Przede wszystkim stosujemy zasady bliskiej i partnerskiej współpracy, koncentrując się na dostarczaniu naszym klientom narzędzi do wzrostu biznesu. Dzięki zespołom sprzedaży ściśle współpracujemy z właścicielami sklepów, będąc dla nich nie tylko dostawcą, lecz także partnerem oraz doradcą. Z silnym portfolio i zwycięskimi innowacjami pomagamy rozwijać kategorię, która napędza ruch w ich sklepach. Rozumiemy wyzwania, z jakimi się mierzą, a jednocześnie
wychodzimy im naprzeciw. Przygotowujemy materiały promocyjne, które ułatwiają nawigację w sklepie po kategorii i przekładają się pozytywnie na sprzedaż. Jednym słowem, dążymy do tego, aby nasze wsparcie sprzedaży w tym kanale było realną wartością dla detalistów.

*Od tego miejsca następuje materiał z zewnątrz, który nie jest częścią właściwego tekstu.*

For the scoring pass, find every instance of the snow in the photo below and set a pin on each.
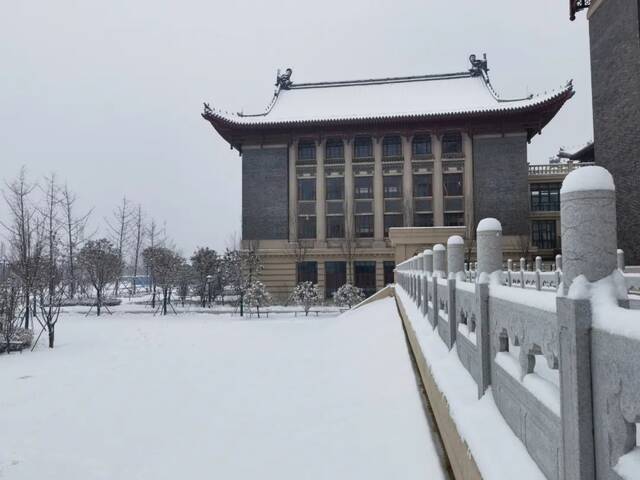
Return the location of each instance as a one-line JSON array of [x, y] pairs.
[[132, 396], [628, 466], [525, 296], [587, 178], [455, 240], [386, 100], [478, 421], [489, 225]]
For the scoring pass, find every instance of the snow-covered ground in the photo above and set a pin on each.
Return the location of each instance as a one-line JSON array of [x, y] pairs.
[[131, 396]]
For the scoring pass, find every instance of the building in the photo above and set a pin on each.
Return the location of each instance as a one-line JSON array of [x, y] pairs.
[[330, 171], [614, 35]]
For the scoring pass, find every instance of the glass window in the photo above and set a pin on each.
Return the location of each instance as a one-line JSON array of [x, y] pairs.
[[423, 220], [335, 276], [392, 147], [451, 143], [363, 187], [392, 185], [306, 189], [389, 267], [307, 272], [452, 183], [543, 234], [454, 219], [362, 147], [364, 276], [335, 226], [364, 226], [306, 226], [335, 188], [307, 152], [334, 150], [422, 186], [421, 145], [392, 220], [545, 197]]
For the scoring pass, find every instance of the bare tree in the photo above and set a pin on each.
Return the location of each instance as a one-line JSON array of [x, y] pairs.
[[166, 264], [120, 230], [25, 237], [74, 231], [100, 261], [138, 238]]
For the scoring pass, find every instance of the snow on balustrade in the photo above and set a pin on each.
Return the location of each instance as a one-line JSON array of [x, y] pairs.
[[518, 332]]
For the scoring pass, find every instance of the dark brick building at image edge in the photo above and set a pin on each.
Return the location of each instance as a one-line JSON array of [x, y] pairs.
[[614, 35], [341, 180]]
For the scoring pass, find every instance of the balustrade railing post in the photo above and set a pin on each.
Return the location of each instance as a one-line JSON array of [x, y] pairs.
[[489, 241], [427, 269], [589, 246], [538, 271]]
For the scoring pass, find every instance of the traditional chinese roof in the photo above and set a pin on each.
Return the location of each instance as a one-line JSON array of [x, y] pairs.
[[459, 95]]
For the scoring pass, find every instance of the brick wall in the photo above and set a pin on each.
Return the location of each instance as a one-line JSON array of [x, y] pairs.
[[500, 183], [614, 30], [265, 194]]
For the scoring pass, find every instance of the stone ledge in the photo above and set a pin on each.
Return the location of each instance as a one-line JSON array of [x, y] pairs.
[[462, 462]]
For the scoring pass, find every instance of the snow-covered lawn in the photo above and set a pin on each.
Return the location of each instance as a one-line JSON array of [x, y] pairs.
[[131, 396]]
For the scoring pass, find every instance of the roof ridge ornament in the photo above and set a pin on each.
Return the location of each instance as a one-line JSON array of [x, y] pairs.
[[478, 66], [284, 81]]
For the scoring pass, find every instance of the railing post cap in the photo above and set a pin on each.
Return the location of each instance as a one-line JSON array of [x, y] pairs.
[[489, 225]]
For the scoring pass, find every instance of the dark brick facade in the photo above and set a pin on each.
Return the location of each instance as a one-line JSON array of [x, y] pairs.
[[614, 30], [265, 194], [500, 184]]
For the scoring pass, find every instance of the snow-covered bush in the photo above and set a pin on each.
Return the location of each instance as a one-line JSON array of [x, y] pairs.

Obecnie czeka nas ogrom pracy związanej z uruchomieniem systemu kaucyjnego. Dla wielu detalistów będzie to znacząca zmiana, a my, jako duży producent, odpowiedzialny partner oraz współudziałowiec operatora, czyli firmy PSK – Polskiego Systemu Kaucyjnego, czujemy się w obowiązku pomóc w jej wdrożeniu. Chcemy zapewnić sprawny start systemu, szczególnie w małych sklepach, dla których to ogromna zmiana. Przypomnę, że szklana butelka zwrotna jest najpopularniejsza właśnie w tego rodzaju placówkach, co wiąże się ze zwyczajami zakupowymi konsumentów i wracaniem do tych samych punktów po kolejne zakupy.

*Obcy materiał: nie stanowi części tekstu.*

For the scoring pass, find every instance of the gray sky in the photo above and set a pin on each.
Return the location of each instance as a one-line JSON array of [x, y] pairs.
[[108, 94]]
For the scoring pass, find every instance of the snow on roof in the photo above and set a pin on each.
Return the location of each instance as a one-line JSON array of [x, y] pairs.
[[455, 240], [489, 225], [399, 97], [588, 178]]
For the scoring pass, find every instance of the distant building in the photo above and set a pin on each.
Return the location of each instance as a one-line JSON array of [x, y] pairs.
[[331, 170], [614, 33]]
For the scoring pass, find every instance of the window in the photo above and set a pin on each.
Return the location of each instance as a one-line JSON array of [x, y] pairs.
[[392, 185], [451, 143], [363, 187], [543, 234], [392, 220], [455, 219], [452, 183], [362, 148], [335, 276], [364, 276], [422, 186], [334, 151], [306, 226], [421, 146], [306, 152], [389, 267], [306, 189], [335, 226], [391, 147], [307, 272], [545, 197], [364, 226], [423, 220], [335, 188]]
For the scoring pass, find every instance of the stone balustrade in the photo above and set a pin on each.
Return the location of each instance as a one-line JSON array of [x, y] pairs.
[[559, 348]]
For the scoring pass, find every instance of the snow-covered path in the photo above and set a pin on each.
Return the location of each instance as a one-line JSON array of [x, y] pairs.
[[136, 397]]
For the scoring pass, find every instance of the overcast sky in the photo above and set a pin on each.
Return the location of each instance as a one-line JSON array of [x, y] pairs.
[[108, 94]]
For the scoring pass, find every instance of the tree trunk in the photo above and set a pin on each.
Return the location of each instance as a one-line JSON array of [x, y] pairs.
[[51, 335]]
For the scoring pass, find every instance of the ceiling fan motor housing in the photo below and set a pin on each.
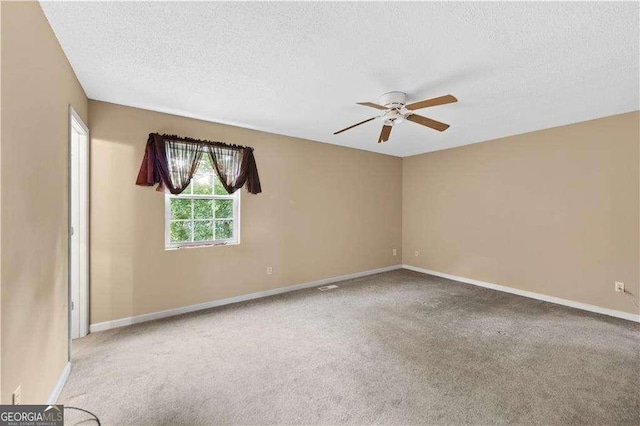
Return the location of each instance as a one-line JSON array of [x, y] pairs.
[[395, 101]]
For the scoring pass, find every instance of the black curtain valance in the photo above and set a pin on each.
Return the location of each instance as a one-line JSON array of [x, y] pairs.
[[171, 161]]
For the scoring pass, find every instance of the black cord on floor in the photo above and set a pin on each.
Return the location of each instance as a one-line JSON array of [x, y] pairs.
[[85, 411]]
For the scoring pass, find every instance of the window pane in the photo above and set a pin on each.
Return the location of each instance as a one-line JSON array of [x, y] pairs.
[[203, 230], [224, 209], [218, 188], [224, 229], [202, 184], [187, 190], [181, 231], [180, 208], [202, 209]]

W grudniu 2024 r. spółka Polski System Kaucyjny złożyła do Ministerstwa Klimatu i Środowiska wniosek o pozwolenie na prowadzenie systemu kaucyjnego. Podobnie jak Kaucja.pl będzie to operator utworzony przez konkurujących na co dzień producentów (Carlsberg Polska, Grupę Żywiec oraz Kompanię Piwowarską). Czy mogą Państwo przybliżyć kulisy powstania tego podmiotu? Jak oceniają Państwo stopień przygotowania branży piwnej do wdrożenia kaucji w polskim handlu od 1 października br.?
Postulowaliśmy wdrożenie systemu kaucyjnego w ciągu dwóch lat, zgodnie z praktyką innych europejskich krajów. Niestety, jedyne, co udało nam się wynegocjować z Ministerstwem Klimatu, to przesunięcie startu o kilka miesięcy. To wciąż bardzo krótki czas. Chcę podkreślić, że sztuką nie jest samo przygotowanie regulacji, lecz jej skuteczne i efektywne wdrożenie, a odpowiedzialność za ten proces została przerzucona na producentów.
Między innymi dlatego trzej najwięksi gracze na rynku piwa, w tym Carlsberg Polska, zdecydowali się powołać wspólnego operatora systemu – Polski System Kaucyjny. To, co nas charakteryzuje i łączy, to zbudowany przez lata system rotacji butelek zwrotnych. Naszym priorytetem jest utrzymanie sprawnie działającego modelu obrotu szklaną butelką zwrotną, a także zapewnienie naszym klientom profesjonalnej obsługi pozostałych frakcji. Mamy największe doświadczenie wśród polskich operatorów, bo przez ostatnich 30 lat budowaliśmy system obrotu szklaną butelką zwrotną – niezwykle efektywny i sprawny. Dziś zwrotność butelki kształtuje się na poziomie 92 %. Co ciekawe, ustawowym celem systemu kaucyjnego jest osiągnięcie 90 % poziomu zbiórki opakowań do roku 2029, czyli o 2 % mniej. Martwi to, że musimy zamknąć sprawnie działający system, a zarazem dostosować do nowych regulacji prawnych, co wiąże się z ogromnymi kosztami i reorganizacjami.
Jesteśmy po naprawdę wyczerpującym roku przygotowań systemowych, regulacyjnych, opakowaniowych dystrybucyjnych i wielu innych, bo tak szeroka jest penetracja tej zmiany. Robimy wszystko, co w naszej mocy, by być gotowymi na 1 października.
W ilu krajach świata dostępne jest piwo Carlsberg? (Pozwolę sobie dodać informacyjnie, że szef naszego wydawnictwa sfotografował kilka lat temu najwyżej położony sklep spożywczy na świecie w Himalajach ponad 5 tys. m n.p.m., w którym oferowano puszki piwa Carlsberg).
Grupa Carlsberg posiada rozbudowaną sieć dystrybucyjną, obejmującą ponad 125 rynków w Europie, Azji, Ameryce Północnej i Łacińskiej, Afryce oraz Australii. Jesteśmy dumni, że nasze piwa trafiają w gusta konsumentów na tak wielu kontynentach.